I just put out four bags of old clothes on the porch for the Am-Vets to collect. It's the first time I have made the Am-Vets collection date, and we've lived in this house for almost three years.

(I'm trying to do what Stephen has encouraged me to do, namely, to acknowledge actual accomplishments, no matter how small, and give myself a tiny hurrah instead of always focusing on my failures.)

Duff's parents arrive shortly. The house looks like a very cluttered house, on the extreme end of acceptable, but---after vigorous cleaning by multiple adults and children---now stopping short of a health department risk. Felony has a dress rehearsal tonight for her dance performance on Saturday. And guess what? Those horrible tan tights from the last show turned up yesterday. Praise Betty.

I have discovered yet another reason to prefer hardwood floors to carpet. You can sweep a hardwood floor after it has accumulated an embarrassing amount of small pieces of paper, beads, coins, paper clips, pen caps, foam popcorn, actual popcorn, bobby pins, rubber bands, candy wrappers, pencils, children's books, an old Eurythmics cassette, a small plastic bowling pin, Tinkertoys, Colorforms, kids' meal toy parts, feathers, socks, cardboard bricks, and the like. But a carpet, especially a vintage avocado-green shag carpet like this one, cannot easily be swept. Or raked. As best as I can determine, the only way to clear it is to pick up every particle larger than a pea by hand, assuming the classic sharecropper stoop. Then vacuum. This is redolent of the wash-dishes-then-put-in-dishwasher model, don't you think? I think it stinks.

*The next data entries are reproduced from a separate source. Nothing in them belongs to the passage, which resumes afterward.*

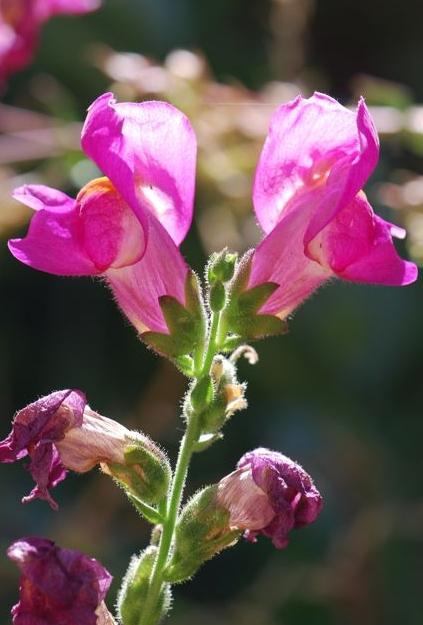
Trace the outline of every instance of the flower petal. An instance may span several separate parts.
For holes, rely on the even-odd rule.
[[[34,269],[59,276],[101,273],[81,245],[75,200],[42,185],[20,187],[14,197],[37,211],[26,237],[9,241],[15,258]]]
[[[396,233],[395,226],[373,213],[361,193],[309,244],[307,252],[344,280],[403,286],[416,280],[417,267],[398,255],[392,240]]]
[[[140,261],[122,269],[109,269],[106,279],[116,300],[140,333],[168,333],[159,297],[170,295],[185,303],[188,266],[166,230],[149,218],[149,237]]]
[[[256,170],[253,201],[268,233],[300,190],[327,186],[309,225],[310,240],[364,185],[378,159],[378,138],[364,101],[357,114],[324,94],[301,96],[274,113]]]
[[[145,250],[140,222],[107,178],[79,192],[79,238],[99,272],[132,265]]]
[[[285,318],[323,282],[333,276],[329,267],[304,253],[304,234],[322,187],[298,194],[292,208],[254,251],[249,287],[275,282],[279,288],[260,309]]]
[[[82,147],[143,227],[151,212],[179,245],[191,225],[195,185],[196,139],[185,115],[165,102],[118,104],[106,93],[88,109]]]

My sister the professional housecleaner says she admires me for at least admitting that I am a slob. Our mother won't. But she doesn't make as big a mess as I do. I do try to clean, even read books about cleaning, but I am best at the micro-level. Ask me to clean the stove, or the refrigerator, or the hardwood floor, and I can do it. Once upon a time I detailed motorcycles, for which the dealership charged $150. But the big picture overwhelms me. I watch Cinderella with the kids and envy Cinderella because she can clean that big castle with a happy heart.

There is a lot of pressure to hold it together on days like these. There is always an invisible stopwatch ticking away in another room; a room I never bother to clean. Frank called last night and we talked about a couple of things I want to make sure he includes in his next book, a piece of writing I had sent him, and how hard it can be to live a dual life as writer and citizen (that sounds fatuous, but the convo wasn't). While we talked, Duff sat in the stopwatch room, counting the minutes. After I got off the phone, in the car, he said, "The first time you said you had to go was at seven o'clock. I checked." It was 7:49. He looked at me, waiting for the import to sink in. It did sink in, but it wasn't the import he had hoped for.